Don’t text when a phone call would be better
Though it can get addictive, having endless and lengthy text conversations in place of voice-to-voice action is a bad idea. Why? It’s all about making that human connection. “Texting is OK for simple exchanges of information — meet me here, see you there — but I want to hear my girl say hi,” notes Adam Dreyfus, 37, of New Canaan, CT. “I was dating a woman who texted me all the time, but it wasn’t the same as being at work, stressed out and behind schedule, then hearing the phone ring and hearing her voice. Just a simple ‘hi’ can make everything right in the universe.” So if it’s been a number of days since you’ve spoken to each other, consider picking up the phone to remind your sweetie what you sound like. Also keep in mind that texting can often be more cumbersome and time-consuming than a phone call, so before you compose your text, ask yourself: Would a phone allow us to hash out our plans more quickly? If so, save yourself (and your date) the trouble and use the phone.
Do flirt with caution
Nothing can break up a mundane work day better than a few texted sweet nothings… but if you’re thinking of steaming things up, proceed with caution. It’s all too easy to risk offending the recipient with a message that’s a little too titillating, too soon. “You shouldn’t start with dirty words. Some people do not want to see certain words on their phones,” warns Lynn. “I would begin with some general flirting — I want to kiss you, or something similar — and see what the other person says back.” If the recipient responds in kind and even escalates (example: asking questions like, “What else did you like about last night?” are an obvious welcome sign), feel free to up the ante slightly, with racier confessions. In short, before you dig into full-on dirty talk, you should pave the way with numerous texts that make it clear this is the direction you’re going and that the recipient is fine hearing them.
Don’t text at odd hours
Just as you wouldn’t call at all hours of the night, you should not text anyone then, either. “Always be sensitive to what the person is likely to be doing,” says Lynn. “For example, don’t text before 10 a.m. unless you know for sure he or she gets up early and enjoys mornings. Don’t text after 10 p.m. either.” Not only could you wake the person up (cell phones still make sound when they receive a text), even if your date’s cell is turned off, he or she can still see you texted at 3 a.m. — and that makes you look inconsiderate, needy, or just plain weird.

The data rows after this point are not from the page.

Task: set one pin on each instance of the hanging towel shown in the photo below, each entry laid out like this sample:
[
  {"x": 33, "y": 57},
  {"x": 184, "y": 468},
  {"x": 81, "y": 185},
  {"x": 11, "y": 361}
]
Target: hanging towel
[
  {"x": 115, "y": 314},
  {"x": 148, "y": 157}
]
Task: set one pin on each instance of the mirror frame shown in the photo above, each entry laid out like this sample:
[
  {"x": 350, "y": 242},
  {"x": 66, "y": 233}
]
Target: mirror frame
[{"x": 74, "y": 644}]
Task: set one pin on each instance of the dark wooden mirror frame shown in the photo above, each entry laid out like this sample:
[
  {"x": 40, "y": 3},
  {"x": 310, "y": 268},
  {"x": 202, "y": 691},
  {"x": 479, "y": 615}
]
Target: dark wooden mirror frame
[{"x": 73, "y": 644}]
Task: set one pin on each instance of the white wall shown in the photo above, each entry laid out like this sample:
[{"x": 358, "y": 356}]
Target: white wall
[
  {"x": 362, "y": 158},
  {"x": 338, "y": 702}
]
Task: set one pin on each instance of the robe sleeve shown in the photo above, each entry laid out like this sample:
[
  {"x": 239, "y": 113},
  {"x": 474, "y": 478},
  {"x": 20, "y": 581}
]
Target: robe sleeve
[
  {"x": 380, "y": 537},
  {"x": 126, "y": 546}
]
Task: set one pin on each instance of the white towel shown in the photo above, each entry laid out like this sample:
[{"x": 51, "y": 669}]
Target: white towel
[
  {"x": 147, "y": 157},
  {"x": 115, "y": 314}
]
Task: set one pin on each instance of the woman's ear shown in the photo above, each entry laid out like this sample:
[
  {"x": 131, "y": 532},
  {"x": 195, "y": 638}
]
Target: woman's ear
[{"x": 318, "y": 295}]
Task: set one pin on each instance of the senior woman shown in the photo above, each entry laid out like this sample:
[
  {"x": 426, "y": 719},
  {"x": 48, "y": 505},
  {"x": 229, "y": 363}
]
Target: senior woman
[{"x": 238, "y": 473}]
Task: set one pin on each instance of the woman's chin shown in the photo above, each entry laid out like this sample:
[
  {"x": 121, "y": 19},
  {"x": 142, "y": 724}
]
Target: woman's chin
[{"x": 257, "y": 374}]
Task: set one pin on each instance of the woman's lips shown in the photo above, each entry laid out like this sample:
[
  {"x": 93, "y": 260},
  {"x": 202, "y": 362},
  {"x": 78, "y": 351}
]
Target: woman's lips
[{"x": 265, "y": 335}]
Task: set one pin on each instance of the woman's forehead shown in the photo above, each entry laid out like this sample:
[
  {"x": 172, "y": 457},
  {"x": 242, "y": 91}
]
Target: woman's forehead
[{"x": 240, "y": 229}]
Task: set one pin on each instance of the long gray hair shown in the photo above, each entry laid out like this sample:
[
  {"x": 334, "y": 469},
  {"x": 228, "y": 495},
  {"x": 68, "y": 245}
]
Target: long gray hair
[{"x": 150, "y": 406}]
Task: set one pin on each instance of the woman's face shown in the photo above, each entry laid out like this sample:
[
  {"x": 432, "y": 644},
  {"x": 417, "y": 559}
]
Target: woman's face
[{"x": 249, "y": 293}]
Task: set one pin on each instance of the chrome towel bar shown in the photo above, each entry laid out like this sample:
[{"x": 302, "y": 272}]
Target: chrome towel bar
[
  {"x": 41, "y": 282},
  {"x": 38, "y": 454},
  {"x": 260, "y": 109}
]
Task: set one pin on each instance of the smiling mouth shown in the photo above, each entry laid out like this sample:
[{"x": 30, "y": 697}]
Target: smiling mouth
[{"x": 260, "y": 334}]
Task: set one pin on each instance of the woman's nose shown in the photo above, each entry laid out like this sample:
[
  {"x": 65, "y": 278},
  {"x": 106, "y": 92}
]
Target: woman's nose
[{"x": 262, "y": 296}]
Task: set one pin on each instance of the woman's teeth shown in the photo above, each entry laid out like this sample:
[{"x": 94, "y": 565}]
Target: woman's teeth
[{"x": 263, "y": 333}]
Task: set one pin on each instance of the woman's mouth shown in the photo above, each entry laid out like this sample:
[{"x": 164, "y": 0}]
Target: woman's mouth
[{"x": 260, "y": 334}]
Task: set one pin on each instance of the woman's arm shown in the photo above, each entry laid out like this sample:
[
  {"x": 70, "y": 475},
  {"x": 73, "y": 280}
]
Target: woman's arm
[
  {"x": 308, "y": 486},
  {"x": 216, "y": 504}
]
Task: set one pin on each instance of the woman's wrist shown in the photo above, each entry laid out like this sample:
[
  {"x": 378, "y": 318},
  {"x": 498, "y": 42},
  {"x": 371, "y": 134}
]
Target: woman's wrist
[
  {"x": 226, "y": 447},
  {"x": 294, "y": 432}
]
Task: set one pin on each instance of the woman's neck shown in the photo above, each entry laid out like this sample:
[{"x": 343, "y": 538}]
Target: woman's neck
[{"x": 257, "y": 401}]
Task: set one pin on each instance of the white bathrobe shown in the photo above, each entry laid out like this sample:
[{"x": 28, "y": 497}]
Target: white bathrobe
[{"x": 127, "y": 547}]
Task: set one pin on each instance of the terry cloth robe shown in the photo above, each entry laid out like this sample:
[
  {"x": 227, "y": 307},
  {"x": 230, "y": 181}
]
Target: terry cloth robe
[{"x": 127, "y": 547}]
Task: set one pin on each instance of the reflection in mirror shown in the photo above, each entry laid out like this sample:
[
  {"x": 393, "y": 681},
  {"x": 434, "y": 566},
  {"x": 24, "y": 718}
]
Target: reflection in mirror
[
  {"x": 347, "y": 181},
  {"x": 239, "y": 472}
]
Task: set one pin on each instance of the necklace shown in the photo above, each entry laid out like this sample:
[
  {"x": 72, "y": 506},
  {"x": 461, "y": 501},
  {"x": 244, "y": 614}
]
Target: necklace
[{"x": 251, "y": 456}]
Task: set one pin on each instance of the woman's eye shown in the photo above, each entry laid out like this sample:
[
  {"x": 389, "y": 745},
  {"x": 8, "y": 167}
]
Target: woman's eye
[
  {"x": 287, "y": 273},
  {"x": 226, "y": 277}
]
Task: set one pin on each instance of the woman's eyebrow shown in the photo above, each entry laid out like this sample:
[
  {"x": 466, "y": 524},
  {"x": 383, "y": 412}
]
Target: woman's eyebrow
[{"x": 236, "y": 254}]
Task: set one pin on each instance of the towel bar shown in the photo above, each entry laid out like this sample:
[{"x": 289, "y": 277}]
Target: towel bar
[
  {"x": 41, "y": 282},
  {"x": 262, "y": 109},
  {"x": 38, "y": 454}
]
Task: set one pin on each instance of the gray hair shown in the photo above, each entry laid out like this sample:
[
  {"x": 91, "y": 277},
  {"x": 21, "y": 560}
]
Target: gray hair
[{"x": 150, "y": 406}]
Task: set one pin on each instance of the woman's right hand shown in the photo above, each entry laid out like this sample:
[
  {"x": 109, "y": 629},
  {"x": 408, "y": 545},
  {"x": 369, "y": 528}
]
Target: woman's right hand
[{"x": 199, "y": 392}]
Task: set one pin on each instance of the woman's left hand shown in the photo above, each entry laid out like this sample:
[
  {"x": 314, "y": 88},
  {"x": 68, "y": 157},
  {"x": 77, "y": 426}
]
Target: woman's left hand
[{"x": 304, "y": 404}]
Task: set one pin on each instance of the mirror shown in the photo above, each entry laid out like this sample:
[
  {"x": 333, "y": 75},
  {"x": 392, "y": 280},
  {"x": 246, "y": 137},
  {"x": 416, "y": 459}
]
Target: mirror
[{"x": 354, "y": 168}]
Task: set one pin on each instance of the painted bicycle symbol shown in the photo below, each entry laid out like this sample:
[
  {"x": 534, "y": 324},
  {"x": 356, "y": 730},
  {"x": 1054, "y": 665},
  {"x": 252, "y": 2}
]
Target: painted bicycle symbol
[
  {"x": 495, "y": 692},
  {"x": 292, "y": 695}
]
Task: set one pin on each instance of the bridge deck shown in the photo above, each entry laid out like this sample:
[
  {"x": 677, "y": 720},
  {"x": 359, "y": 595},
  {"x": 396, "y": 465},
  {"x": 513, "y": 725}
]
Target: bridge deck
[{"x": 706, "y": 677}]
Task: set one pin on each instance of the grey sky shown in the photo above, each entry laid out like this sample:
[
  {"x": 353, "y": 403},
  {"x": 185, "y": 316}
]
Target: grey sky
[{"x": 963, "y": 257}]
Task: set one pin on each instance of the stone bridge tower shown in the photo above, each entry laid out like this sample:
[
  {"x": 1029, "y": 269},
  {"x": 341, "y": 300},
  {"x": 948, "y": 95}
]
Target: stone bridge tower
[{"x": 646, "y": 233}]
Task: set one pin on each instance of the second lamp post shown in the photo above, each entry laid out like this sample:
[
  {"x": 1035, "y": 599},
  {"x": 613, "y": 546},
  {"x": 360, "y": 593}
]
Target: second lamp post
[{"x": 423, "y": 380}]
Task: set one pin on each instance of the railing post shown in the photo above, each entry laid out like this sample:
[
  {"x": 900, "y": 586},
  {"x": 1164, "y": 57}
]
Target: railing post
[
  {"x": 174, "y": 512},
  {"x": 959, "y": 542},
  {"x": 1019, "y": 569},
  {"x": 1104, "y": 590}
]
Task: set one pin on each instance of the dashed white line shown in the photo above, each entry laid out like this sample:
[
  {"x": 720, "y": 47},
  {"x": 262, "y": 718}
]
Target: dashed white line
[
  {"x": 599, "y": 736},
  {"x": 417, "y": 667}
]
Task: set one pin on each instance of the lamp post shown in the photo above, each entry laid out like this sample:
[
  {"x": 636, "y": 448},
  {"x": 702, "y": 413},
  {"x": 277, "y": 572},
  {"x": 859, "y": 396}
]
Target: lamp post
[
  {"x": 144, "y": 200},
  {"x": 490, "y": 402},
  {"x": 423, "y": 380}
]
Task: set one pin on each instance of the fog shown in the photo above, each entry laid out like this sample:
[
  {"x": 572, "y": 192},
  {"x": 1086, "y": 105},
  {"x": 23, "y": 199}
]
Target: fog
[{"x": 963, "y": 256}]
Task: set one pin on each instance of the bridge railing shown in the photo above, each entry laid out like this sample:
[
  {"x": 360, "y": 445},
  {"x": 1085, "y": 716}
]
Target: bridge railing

Don’t say anything you wouldn’t say in person
Hiding behind your phone is a surefire way to start a new relationship out on the wrong foot — especially if what you’re trying to avoid saying in person is important. “I once dated this guy who chose to text me about having an infection,” recalls Sharlene Smithers, 32. “I wasn’t as bothered by the revelation so much as I was bothered that he texted me about it. It felt like a cowardly way out, and it left me wondering what else he was incapable of communicating to me.” It’s best to save texting for fun and flirty notes or where-to-meet-what-time plans. Save heavy conversations and those first “I love you’s” for face-to-face chats.